ÇOCUKLUK VE EĞİTİM YILLARI
1966 yılında Şırnak’ın Cizre ilçesinde yoksul bir ailenin çocuğu olarak dünyaya gelen Elçi, ekonomik zorluklara rağmen eğitimine büyük bir kararlılıkla devam etti. İstanbul Üniversitesi Hukuk Fakültesi'nden mezun olduktan sonra, 1992 yılında Diyarbakır’da serbest avukatlık yapmaya başladı.
HUKUK VE İNSAN HAKLARI MÜCADELESİ
1990’lı yıllarda Türkiye'deki insan hakları ihlalleri ve faili meçhul cinayetler döneminde Elçi, mağdurların sesi oldu. Diyarbakır Barosu yönetiminde çeşitli görevlerde bulunan ve uluslararası ceza hukuku eğitimi alan Elçi, 2012 yılında Diyarbakır Barosu Başkanlığı’na seçildi. 2014 yılında bu göreve yeniden getirilen Elçi, İnsan Hakları Derneği ve Türkiye Barolar Birliği İnsan Hakları Merkezi gibi birçok platformda aktif görev aldı.
BARIŞ SAVUNUCULUĞU VE ÖLÜMÜ
Tahir Elçi, barış ve diyalog çağrılarıyla tanındı. 2015 yılında katıldığı bir televizyon programında, "PKK bir terör örgütü değildir, silahlı bir siyasal örgüttür" şeklindeki açıklamaları nedeniyle terör propagandası yapmakla suçlandı. Ancak Elçi, bu sözlerinin yalnızca barışı savunma amacı taşıdığını belirtti.
28 Kasım 2015’te, Diyarbakır’daki tarihi Dört Ayaklı Minare önünde yaptığı basın açıklaması sırasında, bölgedeki çatışmaların durdurulması ve tarihi yapıların korunması çağrısında bulundu. Basın açıklamasının ardından çıkan silahlı çatışma sırasında başına isabet eden bir kurşunla hayatını kaybetti. Elçi’nin ölümüne ilişkin yürütülen soruşturmalar ve dava süreci hala devam etmektedir.

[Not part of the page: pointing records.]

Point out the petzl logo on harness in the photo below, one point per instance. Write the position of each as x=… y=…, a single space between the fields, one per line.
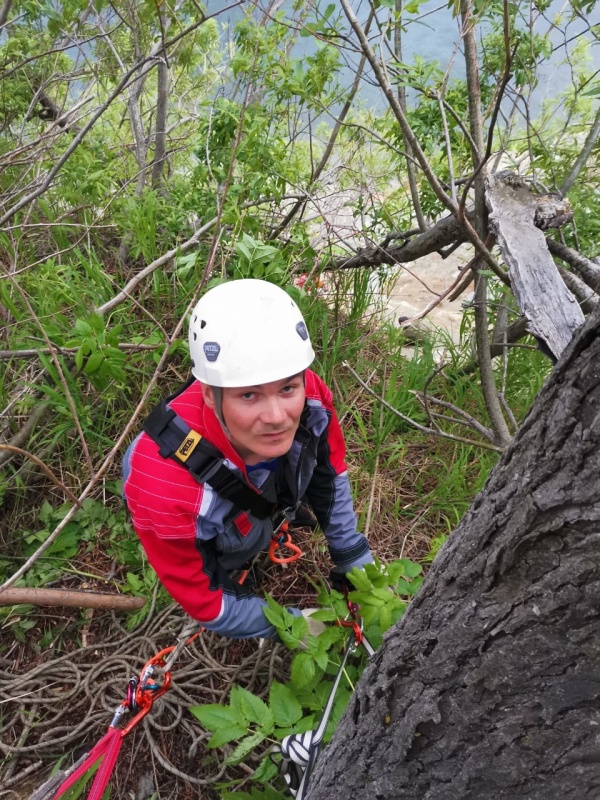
x=186 y=448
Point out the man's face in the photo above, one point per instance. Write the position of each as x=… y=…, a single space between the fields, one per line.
x=263 y=419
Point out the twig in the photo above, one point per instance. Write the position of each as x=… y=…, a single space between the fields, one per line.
x=46 y=470
x=417 y=425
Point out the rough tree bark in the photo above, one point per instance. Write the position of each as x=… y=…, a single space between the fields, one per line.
x=489 y=687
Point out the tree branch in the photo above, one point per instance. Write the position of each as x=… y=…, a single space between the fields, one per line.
x=582 y=158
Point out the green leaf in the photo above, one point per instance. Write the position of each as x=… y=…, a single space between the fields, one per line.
x=254 y=709
x=227 y=734
x=93 y=362
x=265 y=771
x=245 y=747
x=79 y=358
x=299 y=628
x=303 y=669
x=360 y=580
x=83 y=327
x=214 y=716
x=283 y=703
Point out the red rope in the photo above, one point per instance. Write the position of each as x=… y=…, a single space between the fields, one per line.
x=109 y=747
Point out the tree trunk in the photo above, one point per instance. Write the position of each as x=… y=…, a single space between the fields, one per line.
x=489 y=687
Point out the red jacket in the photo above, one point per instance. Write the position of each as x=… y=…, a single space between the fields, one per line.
x=188 y=530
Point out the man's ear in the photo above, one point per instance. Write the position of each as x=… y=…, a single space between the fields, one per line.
x=209 y=396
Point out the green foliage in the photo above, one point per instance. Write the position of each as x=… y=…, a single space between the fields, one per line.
x=382 y=591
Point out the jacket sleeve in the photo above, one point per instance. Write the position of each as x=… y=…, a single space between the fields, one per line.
x=227 y=609
x=331 y=499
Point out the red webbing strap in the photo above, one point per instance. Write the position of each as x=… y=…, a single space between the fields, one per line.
x=109 y=747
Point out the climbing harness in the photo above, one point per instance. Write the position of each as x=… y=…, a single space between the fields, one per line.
x=204 y=462
x=300 y=751
x=282 y=540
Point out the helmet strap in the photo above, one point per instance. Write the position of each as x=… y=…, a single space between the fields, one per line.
x=218 y=395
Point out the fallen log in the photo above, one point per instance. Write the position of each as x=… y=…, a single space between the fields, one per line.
x=69 y=598
x=552 y=311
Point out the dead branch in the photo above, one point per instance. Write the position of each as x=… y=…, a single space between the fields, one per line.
x=533 y=273
x=417 y=425
x=587 y=269
x=69 y=598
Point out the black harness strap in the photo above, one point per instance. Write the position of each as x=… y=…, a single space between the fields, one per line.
x=176 y=440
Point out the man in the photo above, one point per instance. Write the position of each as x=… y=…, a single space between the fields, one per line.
x=230 y=456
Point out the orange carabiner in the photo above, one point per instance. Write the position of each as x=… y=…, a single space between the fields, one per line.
x=283 y=539
x=146 y=694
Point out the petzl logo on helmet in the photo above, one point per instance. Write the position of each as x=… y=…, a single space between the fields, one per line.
x=302 y=332
x=211 y=350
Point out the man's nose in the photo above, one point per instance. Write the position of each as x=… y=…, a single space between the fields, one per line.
x=273 y=411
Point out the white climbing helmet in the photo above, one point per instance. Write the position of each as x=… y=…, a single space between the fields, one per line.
x=247 y=332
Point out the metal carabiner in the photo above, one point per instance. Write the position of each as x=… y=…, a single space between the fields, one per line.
x=284 y=540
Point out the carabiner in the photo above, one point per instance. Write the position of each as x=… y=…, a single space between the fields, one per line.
x=283 y=540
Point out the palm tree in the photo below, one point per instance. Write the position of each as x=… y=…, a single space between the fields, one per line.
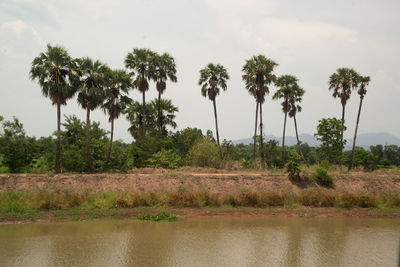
x=116 y=99
x=166 y=113
x=362 y=91
x=91 y=92
x=212 y=79
x=142 y=61
x=294 y=107
x=165 y=69
x=55 y=71
x=134 y=113
x=258 y=76
x=342 y=82
x=286 y=84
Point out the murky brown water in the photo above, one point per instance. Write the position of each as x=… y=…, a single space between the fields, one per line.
x=204 y=242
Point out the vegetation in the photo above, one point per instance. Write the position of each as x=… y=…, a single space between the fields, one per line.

ÖLÜMÜNÜN ARDINDAKİ SİS PERDESİ
Elçi’nin ölümüne dair yürütülen soruşturmalarda birçok iddia ortaya atıldı. Forensic Architecture tarafından hazırlanan rapor, Elçi’yi vuran kurşunun, olay yerindeki üç polisten birinin silahından çıkmış olabileceğini ortaya koydu. Ancak bu bulgu, yargı sürecinde kesinleşmemiştir. Elçi’nin ölümünün ardından birçok protesto gösterisi düzenlenmiş, fakat adalet arayışı hala sürmektedir.
ÖDÜLLER VE ANILAR
Elçi, yaşamı boyunca insan hakları alanında gösterdiği üstün çabalar nedeniyle ulusal ve uluslararası alanda pek çok ödüle layık görülmüştür. 2015 yılında "İnsan Hakları Demokrasi Barış ve Dayanışma Ödülü"nü, 2016 yılında ise Hrant Dink Vakfı tarafından "Uluslararası Hrant Dink Ödülü"ne değer görülmüştür. Ayrıca, Avrupa Barolar Konseyi tarafından "İnsan Hakları Ödülü"ne layık görülmüştür.